People with GAD will experience abnormal amounts of worry and anxiety about events and activities. Symptoms include feeling on edge, fatigue, brain fog, agitation, tense muscles, and difficulty sleeping (APA, 2013). Disturbances to social and occupational functions are significant. Anxiety due to another medical condition is diagnosed when the medical ailment induces anxiety and was documented before the onset of anxiety (APA, 2013). An example of this would be hyperthyroidism, which can dramatically increase the heart rate. Or, irritable bowel syndrome, which causes anxiety about bowel attacks in public.
Selective mutism often afflicts children with social phobias or social anxiety and adults with post-traumatic stress disorder. Sufferers do not initiate speech in social interactions or respond when spoken to. Selective mutism also involves acute shyness, social anxiety, isolation and withdrawal with mild oppositional behavior. Phobias include fear or anxiety about an object or situation that provokes individuals to avoid the object or situation (APA, 2013). Fear and anxiety are not appropriate to any actual danger or to sociocultural context and cause significant loss of daily social or occupational functions. An example of specific phobia is agoraphobia; the fear of leaving the home or open/closed spaces, public transportation, crowds or queues, and social situations (APA, 2013). Panic attacks may occur when patients encounter feared situations or objects. There is also unspecified anxiety disorder, but the DSM-5 notes this diagnosis is only given when an individual does not meet the full criteria or there is insufficient information to make a diagnosis of another specific anxiety disorder (APA, 2013).
Short-term disorders can last from a few days (as with acute stress disorder) up to six months with the exception of substance-induced anxiety, which ends when the individual discontinues using the substance. Long-term disorders are pervasive, lasting at least six months. Some anxiety disorders are well known through media representation. However, much of this media has portrayed anxiety disorders inaccurately by sensationalizing, hyperbolizing, and confusing symptoms. The prevalence of this has led to the general public believing these disorders present in those ways. This may play a role in self-diagnosis and self-medication of a perceived anxiety disorder.
Inaccurate representation plays a role in some of the properties of anxiety disorder patient care such as determining causes for disorders, psychotherapeutic and medicinal treatments, and comorbidity with other psychiatric disorders like substance abuse. According to Cox, Norton, Swinson, and Endler (1990), the connection between anxiety disorders and substance abuse can be divided into two parts: “the incidence of anxiety disorders in substance abuse patients and the incidence of substance abuse in patients with panic-related anxiety disorders” (p. 385). Cox et al. (1990) note 10-40% of alcohol abusers have been diagnosed with an anxiety disorder, while 10-20% of anxiety-disordered individuals abuse alcohol or other drugs (p. 385). Despite its prevalence for comorbidity, these two disorders do not have considerable research explaining why they present together so frequently. Treatment and intervention outcomes suffer due to a lack of understanding of the relationship between anxiety and substance abuse (Baillie et al., 2010).

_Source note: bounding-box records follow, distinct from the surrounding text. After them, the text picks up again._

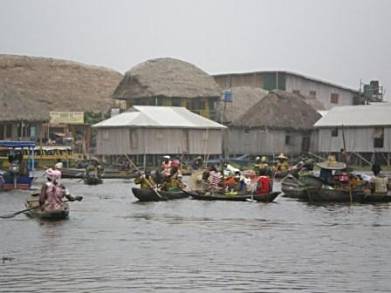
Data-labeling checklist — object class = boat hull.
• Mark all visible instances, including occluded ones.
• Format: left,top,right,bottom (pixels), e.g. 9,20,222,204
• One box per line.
281,174,323,199
189,191,280,202
84,177,103,185
25,194,69,221
0,176,34,191
132,187,189,201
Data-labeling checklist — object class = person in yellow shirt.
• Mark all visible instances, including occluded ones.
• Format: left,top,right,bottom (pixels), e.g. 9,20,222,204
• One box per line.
275,153,289,173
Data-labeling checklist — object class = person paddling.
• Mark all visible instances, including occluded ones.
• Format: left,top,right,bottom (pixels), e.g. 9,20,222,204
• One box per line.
39,168,82,210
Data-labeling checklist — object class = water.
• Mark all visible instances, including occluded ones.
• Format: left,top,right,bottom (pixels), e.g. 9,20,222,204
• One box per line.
0,180,391,292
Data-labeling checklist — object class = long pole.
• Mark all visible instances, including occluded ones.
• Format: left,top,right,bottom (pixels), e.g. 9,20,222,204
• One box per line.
342,124,353,203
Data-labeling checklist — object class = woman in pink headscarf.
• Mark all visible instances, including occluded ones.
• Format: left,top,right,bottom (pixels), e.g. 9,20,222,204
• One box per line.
39,168,82,211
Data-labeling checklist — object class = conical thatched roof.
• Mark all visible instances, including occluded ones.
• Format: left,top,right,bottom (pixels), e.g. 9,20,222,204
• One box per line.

It has been documented that favored prescription medications and several substances of choice used to invoke relaxation, bolster confidence, or eliminate social reservations actually instigate social anxiety or produce substance-induced anxiety disorders. Some even trigger panic attacks. Smith and Book (2008) note that substance-induced anxiety disorders only occur in .2% of comorbidities, making the disorder quite rare (p. 2). They also found supporting evidence that in 75% of cases, the anxiety disorder precedes substance use, indicating the latter was a form of self-medication, especially in the African American population (Smith & Book, 2008). The Alcohol and Drug Abuse Institute’s research consultant Susan Stoner (2017) conducted a national survey in 2015 that found 22.2 million people age 12 and older self-medicated with drugs – specifically marijuana. In another study conducted in June 2017, Stoner surveyed 1,746 patients to determine the reason for their marijuana usage. It was reported that 37% used it to combat anxiety, 16.9% partook to relieve panic attacks, and over 55% stated they used marijuana to increase relaxation (p. 3). Several studies have documented marijuana use to cope with the symptoms of various anxiety disorders (Lee, Neighbors, & Woods, 2007; Ruehle, Rey, Remmers, & Lutz, 2012; Crippa et al., 2009).

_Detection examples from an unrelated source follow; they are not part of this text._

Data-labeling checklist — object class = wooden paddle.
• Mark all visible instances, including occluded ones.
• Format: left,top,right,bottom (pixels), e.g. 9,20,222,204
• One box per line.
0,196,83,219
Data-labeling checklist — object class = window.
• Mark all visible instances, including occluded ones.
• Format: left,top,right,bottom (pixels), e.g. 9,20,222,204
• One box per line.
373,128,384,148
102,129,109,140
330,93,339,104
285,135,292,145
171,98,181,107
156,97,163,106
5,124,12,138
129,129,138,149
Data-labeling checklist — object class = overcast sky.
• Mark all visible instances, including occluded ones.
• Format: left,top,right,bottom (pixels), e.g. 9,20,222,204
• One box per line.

The chemistry involved in marijuana use, however, says something a little different. Stoner’s survey also notes that THC – the psychotropic chemical in marijuana – was found to decrease anxiety at lower doses but the effect is reversed at higher doses (Stoner, 2017). However, CBD, the non-psychotropic chemical in the drug – was found to decrease anxiety at low and high doses, implying that the two may cancel each other out at a certain point, causing anxiety reduction to wane. Other substances have been recognized in research as having contradictory effects. For instance, according to a study by Brady, Haynes, Hartwell, and Killeen (2013), alcohol is often used to stave panic symptoms, but withdrawal can generate panic attack within the first few weeks of staying sober (p. 7). The study also suggests “smoking, and nicotine, in particular, can alleviate anxiety, but other studies indicate that nicotine use and withdrawal can cause anxiety” (Brady et al., 2013, p. 11). Incidentally, 40% of people diagnosed with an anxiety disorder are nicotine users. Similarly, Wyman, Hons, & Castle (2006) found that amphetamines, cocaine, and opiates (which are known for reducing perceived anxiety and in some cases sedating individuals) also had high instances of exacerbated anxiety when used in certain situations or during withdrawal (p. 106).
Smith and Randall (2012) advise to modify and combine evidence-based treatment strategies and balanced interventions to “to accommodate the unique needs of people who have both disorders” (p. 414). They suggest diagnosis and treatment include considerations for comorbidity pathways and integration. Smith and Book (2008) offer several recommendations for the treatment of dual disorders involving psychotherapy and psychopharmacology as primary approaches (p. 2). Researchers have observed SSRI medications to be effective for social anxiety disorder and excessive alcohol use if the disorders present simultaneously. Smith and Book (2008) also believe that psychotherapy should play an important role in treatment planning while still taking into consideration that some individuals with anxiety disorders tend to shy away from therapies that utilize program principles akin to Alcoholics Anonymous’ “12 Steps” (p. 3).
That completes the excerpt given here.